|Summary:||Fixing the permission mismatch for DPDK vhost user ports with openvswitch and qemu|
|Product:||Red Hat OpenStack||Reporter:||Saravanan KR <skramaja>|
|Component:||openstack-tripleo-heat-templates||Assignee:||Saravanan KR <skramaja>|
|Status:||CLOSED ERRATA||QA Contact:||Yariv <yrachman>|
|Version:||12.0 (Pike)||CC:||aloughla, apevec, atelang, atragler, chrisw, dbecker, jschluet, ksundara, mburns, mleitner, morazi, mprivozn, nyechiel, rhel-osp-director-maint, rhos-maint, skramaja, srevivo|
|Target Release:||13.0 (Queens)|
|Fixed In Version:||openstack-tripleo-heat-templates-8.0.2-0.20180327213843.f25e2d8.el7ost||Doc Type:||If docs needed, set a value|
|Doc Text:||Story Points:||---|
|Last Closed:||2018-06-27 13:33:53 UTC||Type:||Bug|
|oVirt Team:||---||RHEL 7.3 requirements from Atomic Host:|
|Cloudforms Team:||---||Target Upstream Version:|
|Bug Depends On:||1515269, 1568360, 1573068|
Description Saravanan KR 2017-08-07 05:57:56 UTC
Description of problem: Currently a workaround has been used to modifying the permission to make ovs to run as qemu group in TripleO, which is a intermediate solution. https://review.openstack.org/#/c/478163/ Actual solution has been worked out by ovs team in https://mail.openvswitch.org/pipermail/ovs-dev/2017-June/333423.html This is the BZ to track the upstream progress. Version-Release number of selected component (if applicable): How reproducible: Steps to Reproduce: 1. 2. 3. Actual results: Expected results: Additional info:
Comment 1 Aaron Conole 2017-08-11 14:32:42 UTC
Note that this solution has been accepted upstream, and requires that QEMU advertise the sockets with group permissions of +rw, and group ownership of hugetlbfs.
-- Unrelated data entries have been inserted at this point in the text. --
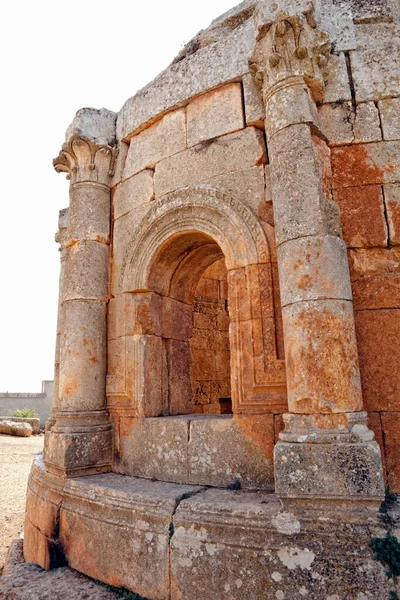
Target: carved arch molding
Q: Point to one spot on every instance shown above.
(220, 221)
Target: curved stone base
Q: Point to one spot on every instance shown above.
(180, 542)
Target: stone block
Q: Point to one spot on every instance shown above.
(326, 378)
(337, 20)
(375, 277)
(177, 319)
(366, 123)
(215, 113)
(235, 545)
(337, 88)
(378, 333)
(300, 208)
(132, 521)
(80, 453)
(96, 124)
(391, 428)
(133, 192)
(301, 470)
(219, 63)
(392, 202)
(180, 395)
(155, 448)
(366, 164)
(375, 425)
(337, 122)
(376, 72)
(254, 109)
(290, 105)
(225, 449)
(247, 185)
(389, 110)
(233, 152)
(165, 138)
(204, 364)
(120, 163)
(355, 203)
(313, 268)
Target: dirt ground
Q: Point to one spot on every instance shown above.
(16, 454)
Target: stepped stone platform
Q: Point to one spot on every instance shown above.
(172, 541)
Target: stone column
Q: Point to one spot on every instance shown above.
(80, 442)
(60, 237)
(326, 449)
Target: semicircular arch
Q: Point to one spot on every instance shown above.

Comment 2 Saravanan KR 2017-08-22 10:30:47 UTC
(In reply to Aaron Conole from comment #1) > Note that this solution has been accepted upstream, and requires that QEMU > advertise the sockets with group permissions of +rw, and group ownership of > hugetlbfs. Could you elaborate on QEMU advertising sockets with required permissions? Are you expecting any particular format or any pre-existing format? We need to add respective teams to continue discuss on it.
Comment 3 Aaron Conole 2017-08-23 19:28:25 UTC
By advertise, what I mean is to just make sure that the file is group owned by hugetlbfs and has group permissions +rw. There shouldn't be anything else needed from discretionary access controls. Mandatory access controls (selinux) is different, and I am working with QE to figure out those issues now.
Comment 4 Saravanan KR 2017-08-24 04:51:36 UTC
Thanks Aaron for the clarification. https://github.com/libvirt/libvirt/blob/master/src/qemu/qemu.conf#L372 There is an option qemu.conf to apply a group id to the qemu processes and its created files. I couldn't find an option to specify the vhost socket file permissions. Adding libvirt team to confirm whether this "group" option could be set as "hugetlbfs" for DPDK OpenStack deployment with "+rw".
Comment 5 Michal Privoznik 2017-08-31 11:23:13 UTC
Libvirt allows setting per-device DAC labels. However, because of lack of implementation we don't support it for vhostuser netdevs. Ideally, the XML config would look like this: <interface type='vhostuser'> <mac address='52:54:00:ee:96:6c'/> <source type='unix' path='/tmp/vhost1.sock' mode='server'/> <model type='virtio'/> <seclabel type='static' model='dac' relabel='yes'> <label>myUser:myGroup</label> </seclabel> </interface> So that the socket can be owned by correct owner. However, libvirt starts qemu with umask(0x002) and there's no way to specify the mode for files created by libvirt nor qemu in domain XML or a config file.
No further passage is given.